Timbul dehidrasi yang terjadi karena muntah, sekuestrasi cairan dalam rongga abdomen dan
febris. Anak memerlukan perawatan intensif sekurang-kurangnya 4-6 jam sebelum dilakukan
pembedahan. Pipa nasogastrik dipasang untuk mengosongkan lambung agar mengurangi distensi
abdomen dan mencegah muntah. Kalau anak dalam keadaan syok hipovolemik maka diberikan
cairan ringer laktat 20 ml/kgBB, kemudian diikuti dengan pemberian plasma atau darah sesuai
indikasi. Setelah pemberian cairan intravena sebaiknya dievaluasi kembali kebutuhan dan
kekurangan cairan. Sebelum pembedahan, anak harus memiliki urin output sebanyak 1
ml/kgBB/jam. Untuk menurunkan demam diberikan acetaminophen suppositoria (60mg/tahun
umur). Jika suhu di atas 380C pada saat masuk rumah sakit, kompres alkohol dan sedasi
diindikasikan untuk mengontrol demam.
Antibiotika sebelum pembedahan diberikan pada semua anak dengan apendisitis,
antibiotika profilaksis mengurangi insidensi komplikasi infeksi apendisitis.. Antibiotika
berspektrum luas diberikan secepatnya sebelum ada biakan kuman. Pemberian antibiotika untuk
infeksi anaerob sangat berguna untuk kasus-kasus perforasi apendisitis . Antibiotika diberikan
selama 5 hari setelah pembedahan atau melihat kondisi klinis penderita. Kombinasi antibiotika
yang efektif melawan bakteri aerob dan anaerob spektrum luas diberikan sebelum dan sesudah
pembedahan. Kombinasi ampisilin (lOOmg/kg), gentamisin (7,5mg/kg) dan klindamisin
(40mg/kg) dalam dosis terbagi selama 24 jam cukup efektif untuk mengontrol sepsis dan
menghilangkan komplikasi apendisitis perforasi.

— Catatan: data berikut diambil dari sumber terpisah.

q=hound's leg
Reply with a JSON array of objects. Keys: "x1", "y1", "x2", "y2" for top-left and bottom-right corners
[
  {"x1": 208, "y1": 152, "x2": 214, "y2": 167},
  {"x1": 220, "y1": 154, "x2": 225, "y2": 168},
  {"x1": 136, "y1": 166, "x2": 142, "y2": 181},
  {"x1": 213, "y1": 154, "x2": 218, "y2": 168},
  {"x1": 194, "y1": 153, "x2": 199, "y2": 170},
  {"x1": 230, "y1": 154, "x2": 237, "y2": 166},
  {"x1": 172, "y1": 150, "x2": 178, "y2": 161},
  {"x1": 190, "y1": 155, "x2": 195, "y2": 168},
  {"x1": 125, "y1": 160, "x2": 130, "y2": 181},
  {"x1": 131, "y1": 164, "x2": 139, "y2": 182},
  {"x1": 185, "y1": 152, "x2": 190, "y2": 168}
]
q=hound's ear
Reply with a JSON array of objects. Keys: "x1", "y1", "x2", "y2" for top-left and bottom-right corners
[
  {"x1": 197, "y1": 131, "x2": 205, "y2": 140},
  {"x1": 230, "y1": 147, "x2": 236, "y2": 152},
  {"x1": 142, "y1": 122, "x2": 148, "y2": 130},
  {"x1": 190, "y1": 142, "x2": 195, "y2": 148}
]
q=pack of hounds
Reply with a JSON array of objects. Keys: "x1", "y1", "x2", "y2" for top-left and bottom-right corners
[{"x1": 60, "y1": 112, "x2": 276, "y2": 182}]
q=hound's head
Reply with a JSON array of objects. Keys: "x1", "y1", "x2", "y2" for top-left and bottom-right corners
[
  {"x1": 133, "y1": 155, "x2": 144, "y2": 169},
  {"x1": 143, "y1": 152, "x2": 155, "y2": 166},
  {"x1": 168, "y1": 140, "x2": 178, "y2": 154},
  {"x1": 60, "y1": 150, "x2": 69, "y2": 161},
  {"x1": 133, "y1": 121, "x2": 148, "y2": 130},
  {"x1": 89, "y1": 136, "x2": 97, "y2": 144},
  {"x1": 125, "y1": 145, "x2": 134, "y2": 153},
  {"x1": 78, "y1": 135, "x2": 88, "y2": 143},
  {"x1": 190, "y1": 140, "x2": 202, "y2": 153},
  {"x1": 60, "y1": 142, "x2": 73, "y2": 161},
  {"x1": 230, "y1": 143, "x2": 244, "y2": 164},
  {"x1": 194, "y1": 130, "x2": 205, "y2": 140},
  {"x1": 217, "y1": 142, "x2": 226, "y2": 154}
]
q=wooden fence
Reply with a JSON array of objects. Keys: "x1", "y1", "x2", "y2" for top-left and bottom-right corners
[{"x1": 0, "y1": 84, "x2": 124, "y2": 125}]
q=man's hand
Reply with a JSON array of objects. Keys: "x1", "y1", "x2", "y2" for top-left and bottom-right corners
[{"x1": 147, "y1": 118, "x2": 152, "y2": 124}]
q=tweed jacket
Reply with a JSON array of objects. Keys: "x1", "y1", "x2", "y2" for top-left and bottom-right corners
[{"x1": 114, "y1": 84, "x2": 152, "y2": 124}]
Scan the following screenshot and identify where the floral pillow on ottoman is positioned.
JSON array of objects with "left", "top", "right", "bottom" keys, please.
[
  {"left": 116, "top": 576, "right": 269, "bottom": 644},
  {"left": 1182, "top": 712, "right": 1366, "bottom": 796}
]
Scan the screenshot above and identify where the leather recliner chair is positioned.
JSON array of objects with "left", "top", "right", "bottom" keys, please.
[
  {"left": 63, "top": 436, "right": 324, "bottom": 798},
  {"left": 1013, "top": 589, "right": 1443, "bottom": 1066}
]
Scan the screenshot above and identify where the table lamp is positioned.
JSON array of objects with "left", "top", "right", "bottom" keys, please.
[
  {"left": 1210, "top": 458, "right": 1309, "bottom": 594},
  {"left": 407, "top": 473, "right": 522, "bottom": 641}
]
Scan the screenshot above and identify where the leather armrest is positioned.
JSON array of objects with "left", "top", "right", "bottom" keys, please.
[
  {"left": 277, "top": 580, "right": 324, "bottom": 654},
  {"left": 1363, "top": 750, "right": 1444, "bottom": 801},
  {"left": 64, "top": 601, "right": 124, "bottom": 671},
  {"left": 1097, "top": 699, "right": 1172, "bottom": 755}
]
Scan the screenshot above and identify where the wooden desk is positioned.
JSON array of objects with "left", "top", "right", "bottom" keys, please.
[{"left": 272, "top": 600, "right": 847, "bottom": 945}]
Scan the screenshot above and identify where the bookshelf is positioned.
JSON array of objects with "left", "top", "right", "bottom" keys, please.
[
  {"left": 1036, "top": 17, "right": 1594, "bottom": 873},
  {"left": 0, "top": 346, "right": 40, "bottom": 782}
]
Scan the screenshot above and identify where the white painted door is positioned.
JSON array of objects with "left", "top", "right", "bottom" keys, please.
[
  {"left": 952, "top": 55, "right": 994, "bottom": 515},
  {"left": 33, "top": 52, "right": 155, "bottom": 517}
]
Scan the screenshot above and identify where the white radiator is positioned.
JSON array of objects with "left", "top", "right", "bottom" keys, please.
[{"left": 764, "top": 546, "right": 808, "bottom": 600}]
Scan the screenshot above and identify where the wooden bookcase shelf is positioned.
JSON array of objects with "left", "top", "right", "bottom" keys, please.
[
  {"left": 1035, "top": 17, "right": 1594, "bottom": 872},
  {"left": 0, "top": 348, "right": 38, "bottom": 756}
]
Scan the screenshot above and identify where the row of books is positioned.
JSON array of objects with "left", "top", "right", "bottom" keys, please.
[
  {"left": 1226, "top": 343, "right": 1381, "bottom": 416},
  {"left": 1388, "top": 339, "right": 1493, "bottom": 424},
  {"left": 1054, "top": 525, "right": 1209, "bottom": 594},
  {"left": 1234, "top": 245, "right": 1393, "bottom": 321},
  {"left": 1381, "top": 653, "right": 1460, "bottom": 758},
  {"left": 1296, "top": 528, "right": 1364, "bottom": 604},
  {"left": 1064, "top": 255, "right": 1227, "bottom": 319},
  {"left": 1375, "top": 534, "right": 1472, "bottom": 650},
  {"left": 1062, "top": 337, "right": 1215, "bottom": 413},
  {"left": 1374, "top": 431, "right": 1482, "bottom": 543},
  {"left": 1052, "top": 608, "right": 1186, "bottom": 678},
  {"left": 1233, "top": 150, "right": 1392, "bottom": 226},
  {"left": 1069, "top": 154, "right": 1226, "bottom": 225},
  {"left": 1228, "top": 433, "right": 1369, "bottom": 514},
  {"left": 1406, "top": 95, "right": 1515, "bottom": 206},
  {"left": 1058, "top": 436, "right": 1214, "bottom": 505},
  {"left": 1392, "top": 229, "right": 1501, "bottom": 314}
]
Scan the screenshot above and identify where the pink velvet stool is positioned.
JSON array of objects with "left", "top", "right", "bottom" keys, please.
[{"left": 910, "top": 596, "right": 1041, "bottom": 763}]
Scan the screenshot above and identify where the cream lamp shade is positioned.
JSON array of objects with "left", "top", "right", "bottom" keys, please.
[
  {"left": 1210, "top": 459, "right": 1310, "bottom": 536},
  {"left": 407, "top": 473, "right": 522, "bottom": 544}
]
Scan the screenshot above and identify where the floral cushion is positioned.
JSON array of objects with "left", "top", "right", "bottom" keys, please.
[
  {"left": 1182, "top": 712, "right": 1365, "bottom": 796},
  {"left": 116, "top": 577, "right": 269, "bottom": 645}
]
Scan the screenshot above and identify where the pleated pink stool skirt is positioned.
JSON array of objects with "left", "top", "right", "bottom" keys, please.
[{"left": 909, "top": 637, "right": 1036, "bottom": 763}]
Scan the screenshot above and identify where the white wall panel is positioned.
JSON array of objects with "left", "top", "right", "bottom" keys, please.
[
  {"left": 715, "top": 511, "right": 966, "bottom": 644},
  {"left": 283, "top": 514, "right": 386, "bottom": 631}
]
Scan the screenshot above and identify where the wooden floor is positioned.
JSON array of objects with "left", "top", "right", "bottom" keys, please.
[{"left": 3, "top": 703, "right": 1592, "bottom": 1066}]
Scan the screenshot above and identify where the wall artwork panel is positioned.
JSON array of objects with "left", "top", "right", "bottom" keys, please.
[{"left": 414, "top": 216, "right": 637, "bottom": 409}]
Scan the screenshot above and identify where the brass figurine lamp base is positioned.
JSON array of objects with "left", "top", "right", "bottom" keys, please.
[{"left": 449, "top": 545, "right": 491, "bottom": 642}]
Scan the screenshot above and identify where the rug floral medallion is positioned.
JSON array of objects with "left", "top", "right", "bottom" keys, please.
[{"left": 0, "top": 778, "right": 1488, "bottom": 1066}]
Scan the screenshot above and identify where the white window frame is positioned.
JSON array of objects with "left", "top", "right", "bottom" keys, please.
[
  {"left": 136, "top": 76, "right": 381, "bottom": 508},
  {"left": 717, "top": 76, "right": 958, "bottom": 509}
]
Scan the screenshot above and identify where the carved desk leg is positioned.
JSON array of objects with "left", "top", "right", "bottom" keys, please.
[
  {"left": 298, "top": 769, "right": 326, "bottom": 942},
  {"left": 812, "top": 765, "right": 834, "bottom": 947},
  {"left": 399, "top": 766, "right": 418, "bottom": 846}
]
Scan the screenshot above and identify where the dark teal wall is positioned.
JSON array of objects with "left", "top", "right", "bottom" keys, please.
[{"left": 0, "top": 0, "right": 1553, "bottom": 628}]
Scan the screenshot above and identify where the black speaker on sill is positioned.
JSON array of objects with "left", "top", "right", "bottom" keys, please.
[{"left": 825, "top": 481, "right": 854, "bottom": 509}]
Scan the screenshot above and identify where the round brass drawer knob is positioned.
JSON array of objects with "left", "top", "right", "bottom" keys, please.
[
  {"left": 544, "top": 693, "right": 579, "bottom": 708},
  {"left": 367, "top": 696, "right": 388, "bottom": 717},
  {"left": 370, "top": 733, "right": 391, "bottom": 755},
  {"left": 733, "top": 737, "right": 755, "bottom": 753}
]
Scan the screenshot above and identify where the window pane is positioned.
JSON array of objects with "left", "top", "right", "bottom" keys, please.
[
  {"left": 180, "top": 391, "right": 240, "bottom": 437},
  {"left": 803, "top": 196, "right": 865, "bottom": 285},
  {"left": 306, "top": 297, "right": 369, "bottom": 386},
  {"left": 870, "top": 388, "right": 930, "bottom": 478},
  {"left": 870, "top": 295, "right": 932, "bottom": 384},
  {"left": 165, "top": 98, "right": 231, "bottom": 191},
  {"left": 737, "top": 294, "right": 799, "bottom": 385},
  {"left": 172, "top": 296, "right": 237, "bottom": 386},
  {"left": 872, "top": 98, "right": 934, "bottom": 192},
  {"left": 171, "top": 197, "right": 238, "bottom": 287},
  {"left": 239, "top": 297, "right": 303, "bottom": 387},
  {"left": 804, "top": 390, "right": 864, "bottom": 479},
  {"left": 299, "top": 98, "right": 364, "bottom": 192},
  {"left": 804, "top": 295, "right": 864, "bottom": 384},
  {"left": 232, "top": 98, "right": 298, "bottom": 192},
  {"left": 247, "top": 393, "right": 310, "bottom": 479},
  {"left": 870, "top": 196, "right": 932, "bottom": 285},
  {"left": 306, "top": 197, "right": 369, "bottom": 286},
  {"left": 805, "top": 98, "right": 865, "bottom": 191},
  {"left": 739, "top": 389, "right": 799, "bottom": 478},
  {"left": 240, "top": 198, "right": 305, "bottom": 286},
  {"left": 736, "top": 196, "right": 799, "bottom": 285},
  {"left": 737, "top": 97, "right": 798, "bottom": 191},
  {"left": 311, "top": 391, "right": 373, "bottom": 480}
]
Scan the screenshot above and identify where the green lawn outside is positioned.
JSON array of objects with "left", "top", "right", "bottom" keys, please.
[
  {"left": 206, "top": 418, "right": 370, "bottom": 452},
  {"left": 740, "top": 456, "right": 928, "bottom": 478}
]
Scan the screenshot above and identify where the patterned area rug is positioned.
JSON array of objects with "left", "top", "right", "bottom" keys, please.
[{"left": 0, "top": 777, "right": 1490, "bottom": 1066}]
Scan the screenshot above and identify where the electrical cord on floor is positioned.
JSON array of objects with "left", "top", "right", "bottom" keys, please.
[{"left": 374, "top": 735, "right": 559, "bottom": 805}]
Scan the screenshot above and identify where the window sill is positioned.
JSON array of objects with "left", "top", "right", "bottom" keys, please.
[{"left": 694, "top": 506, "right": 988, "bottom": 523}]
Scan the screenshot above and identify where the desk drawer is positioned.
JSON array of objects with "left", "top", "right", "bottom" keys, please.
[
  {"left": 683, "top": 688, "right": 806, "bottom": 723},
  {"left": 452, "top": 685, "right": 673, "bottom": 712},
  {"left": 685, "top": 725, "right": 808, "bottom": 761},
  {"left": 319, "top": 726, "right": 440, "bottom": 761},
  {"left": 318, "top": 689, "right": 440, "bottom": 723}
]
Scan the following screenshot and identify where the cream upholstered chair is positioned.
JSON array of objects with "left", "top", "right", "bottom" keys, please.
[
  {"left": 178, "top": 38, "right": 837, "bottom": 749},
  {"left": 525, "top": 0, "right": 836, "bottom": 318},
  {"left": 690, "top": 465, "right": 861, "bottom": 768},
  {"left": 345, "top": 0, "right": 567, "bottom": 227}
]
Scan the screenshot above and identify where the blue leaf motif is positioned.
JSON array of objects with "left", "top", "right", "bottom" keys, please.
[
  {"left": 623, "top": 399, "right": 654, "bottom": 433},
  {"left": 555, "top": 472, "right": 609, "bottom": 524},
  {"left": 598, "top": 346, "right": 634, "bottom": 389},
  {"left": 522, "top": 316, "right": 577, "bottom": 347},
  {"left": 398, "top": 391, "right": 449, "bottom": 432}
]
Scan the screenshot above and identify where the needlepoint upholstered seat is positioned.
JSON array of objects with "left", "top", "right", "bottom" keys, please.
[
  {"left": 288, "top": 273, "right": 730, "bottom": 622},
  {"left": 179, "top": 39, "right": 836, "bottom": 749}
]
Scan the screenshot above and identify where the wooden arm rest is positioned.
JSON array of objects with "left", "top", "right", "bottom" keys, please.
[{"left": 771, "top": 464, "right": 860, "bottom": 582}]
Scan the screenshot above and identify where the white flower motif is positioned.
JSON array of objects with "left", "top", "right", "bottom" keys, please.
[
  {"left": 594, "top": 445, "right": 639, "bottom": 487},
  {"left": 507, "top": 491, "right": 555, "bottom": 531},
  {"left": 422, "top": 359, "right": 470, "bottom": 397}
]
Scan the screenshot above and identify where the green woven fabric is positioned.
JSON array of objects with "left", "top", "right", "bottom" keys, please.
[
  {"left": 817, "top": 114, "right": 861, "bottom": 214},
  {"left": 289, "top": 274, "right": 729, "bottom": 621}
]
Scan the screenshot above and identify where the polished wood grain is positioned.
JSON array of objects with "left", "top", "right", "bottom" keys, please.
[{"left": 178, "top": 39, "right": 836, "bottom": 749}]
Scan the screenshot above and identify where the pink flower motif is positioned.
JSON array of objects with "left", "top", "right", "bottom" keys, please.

Metronidasol aktif terhadap bakteri gram negatif dan didistribusikan dengan baik ke
cairan tubuh dan jaringan. Obat ini lebih murah dan dapat dijadikan pengganti klindamisin.
Pembedahannya adalah dengan apendektomi, yang dapat dicapai melalui insisi Me
Burney. Tindakan pembedahan pada kasus apendisitis akut dengan penyulit peritonitis berupa
apendektomi yang dicapai melalui laparotomi.